Exon deletions of the phenylalanine hydroxylase gene in Italian hyperphenylalaninemics
Francesco Calì,Giuseppa Ruggeri,Mirella Vinci,Concetta Meli,Carla Carducci,Vincenzo Leuzzi,Simone Pozzessere,Pietro Schinocca,Alda Ragalmuto,Valeria Chiavetta,Salvatore Miccichè,Valentino Romano 생화학분자생물학회 2010 Experimental and molecular medicine Vol.42 No.2
A consistent finding of many studies describing the spectrum of mutant phenylalanine hydroxylase (PAH)alleles underlying hyperphenylalaninemia is the impossibility of achieving a 100% mutation ascertainment rate using conventional gene-scanning methods. These methods include denaturing gradient gel electrophoresis (DGGE), denaturing high performance liquid chromatography (DHPLC), and direct sequencing.

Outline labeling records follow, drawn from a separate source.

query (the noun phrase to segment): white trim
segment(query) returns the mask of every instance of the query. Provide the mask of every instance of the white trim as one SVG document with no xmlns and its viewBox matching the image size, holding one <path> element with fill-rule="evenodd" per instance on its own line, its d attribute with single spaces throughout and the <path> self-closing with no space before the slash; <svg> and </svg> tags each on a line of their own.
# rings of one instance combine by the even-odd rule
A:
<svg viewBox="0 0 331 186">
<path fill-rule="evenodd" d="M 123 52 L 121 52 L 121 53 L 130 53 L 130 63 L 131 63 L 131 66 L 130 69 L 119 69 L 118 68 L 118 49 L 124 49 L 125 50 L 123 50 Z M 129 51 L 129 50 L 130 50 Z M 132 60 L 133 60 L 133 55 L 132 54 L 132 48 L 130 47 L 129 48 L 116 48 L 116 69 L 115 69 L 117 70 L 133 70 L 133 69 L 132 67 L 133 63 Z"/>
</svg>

In recent years, it has been shown that a significant proportion of undetermined alleles consist of large deletions overlapping one or more exons. These deletions have been difficult to detect in compound heterozygotes using gene-scanning methods due to a masking effect of the non-deleted allele. To date, no systematic search has been carried out for such exon deletions in Italian patients with phenylketonuria or mild hyperphenylalaninemia. We used multiplex ligation-dependent probe amplification (MLPA), comparative multiplex dosage analysis (CMDA), and real-time PCR to search for both large deletions and duplications of the phenylalanine hydroxylase gene in Italian hyperphenylalaninemia patients. Four deletions removing different phenylalanine hydroxylase (PAH) gene exons were identified in 12 patients. Two of these deletions involving exons 4-5-6-7-8(systematic name c.353-?_912 + ?del) and exon 6(systematic name c.510-?_706 + ?del) have not been reported previously. In this study, we show that exon deletion of the PAH gene accounts for 1.7% of all mutant PAH alleles in Italian hyperphenylalaninemics.